The Navy SEALs’ “circus” is an extra two hours of calisthenics for trainees that fail a daily physical training event, designed to build character, strength, and stamina if you don’t quit. In that sense, we all live though our own “circus” in life, but do that extra hours, grueling though it might be, because on the other side of a life-changing experience lies a new you.
- Lesson of overcoming your fear
“If you want to change the world sometimes you have to slide down the obstacle head first”
As a Navy SEAL, McRaven went on an obstacle course twice a week. The “slide for life” was a feared obstacle course; it was dangerous and put the SEALs at risk. Fear might paralyze, but it is also a powerful motivator, so take a chance and forge ahead through the valley of fear.
- Lesson of confronting “your daily shark”
“If you want to change the world, don’t back down from the sharks”
When you “swim with the sharks”, never back down. The predator’s mindset is such that they prefer to attack the weak, so never turn tail and run. Whether your “shark” attack is physical or verbal, don’t back down and respond while staying true to your values and ethics.
- Lesson of being your best while experiencing your worst
“If you want to change the world, you must be your very best in the darkest moment”
Some Navy SEAL training missions require them to perform dangerous underwater operations in complete darkness. We may not have SEAL training, but we all have our values and culture systems; dip deep into it to pull you through your darkest moments.
- Lesson of raising your voice
“If you want to change the world, start singing when you’re up to your neck in mud”
The ninth week of SEAL training was better known as “Hell Week”. It consisted of six days without sleep, continual physical and mental harassment, and a hellish day at the Mud Flats between San Diego and Tijuana. Often, many SEALs quit right here, but some find a way to power through.

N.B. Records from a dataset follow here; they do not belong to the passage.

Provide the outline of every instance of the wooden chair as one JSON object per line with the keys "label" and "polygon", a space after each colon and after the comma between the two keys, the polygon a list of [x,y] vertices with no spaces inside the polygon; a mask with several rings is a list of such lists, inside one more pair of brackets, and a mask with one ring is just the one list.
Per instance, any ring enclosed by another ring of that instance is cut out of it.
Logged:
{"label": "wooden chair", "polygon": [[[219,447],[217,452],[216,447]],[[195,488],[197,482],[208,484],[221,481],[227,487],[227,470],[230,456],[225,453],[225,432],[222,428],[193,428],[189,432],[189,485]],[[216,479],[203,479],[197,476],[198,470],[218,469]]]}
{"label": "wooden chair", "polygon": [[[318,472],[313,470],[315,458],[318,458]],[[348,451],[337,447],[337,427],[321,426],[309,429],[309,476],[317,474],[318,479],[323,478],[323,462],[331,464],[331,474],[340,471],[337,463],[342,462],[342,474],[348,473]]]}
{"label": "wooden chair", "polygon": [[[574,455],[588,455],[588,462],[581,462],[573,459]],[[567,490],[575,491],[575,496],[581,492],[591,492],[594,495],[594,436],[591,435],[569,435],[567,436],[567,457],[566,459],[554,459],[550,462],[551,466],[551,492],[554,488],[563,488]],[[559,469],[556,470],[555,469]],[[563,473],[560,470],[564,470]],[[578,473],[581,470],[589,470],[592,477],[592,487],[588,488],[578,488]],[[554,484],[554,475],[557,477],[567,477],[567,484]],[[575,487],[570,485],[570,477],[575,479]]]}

At one moment, with McRaven’s group up to their necks in mud, one SEAL started singing and others joined in. Even in our darkest days, we can cling to something that offers light and hope, for nothing is as bad as it seems to be.
- Lesson of ringing your bell
“If you want to change the world don’t ever, ever ring the bell”
Any time a Navy SEAL wants to quit, all they have to do is go up to the bell and ring it. The question is, what is your bell, and when is it worth ringing? Nothing great was ever accomplished easily, and if you want to do likewise, never, ever ring that bell.
No words would be more fitting to close things out than Admiral McRaven’s own words; “Know that life is not fair and that you will fail often. But if take you take some risks, step up when the times are toughest, face down the bullies, lift up the downtrodden and never, ever give up — if you do these things, then the next generation and the generations that follow will live in a world far better than the one we have today.
And what started here will indeed have changed the world — for the better.”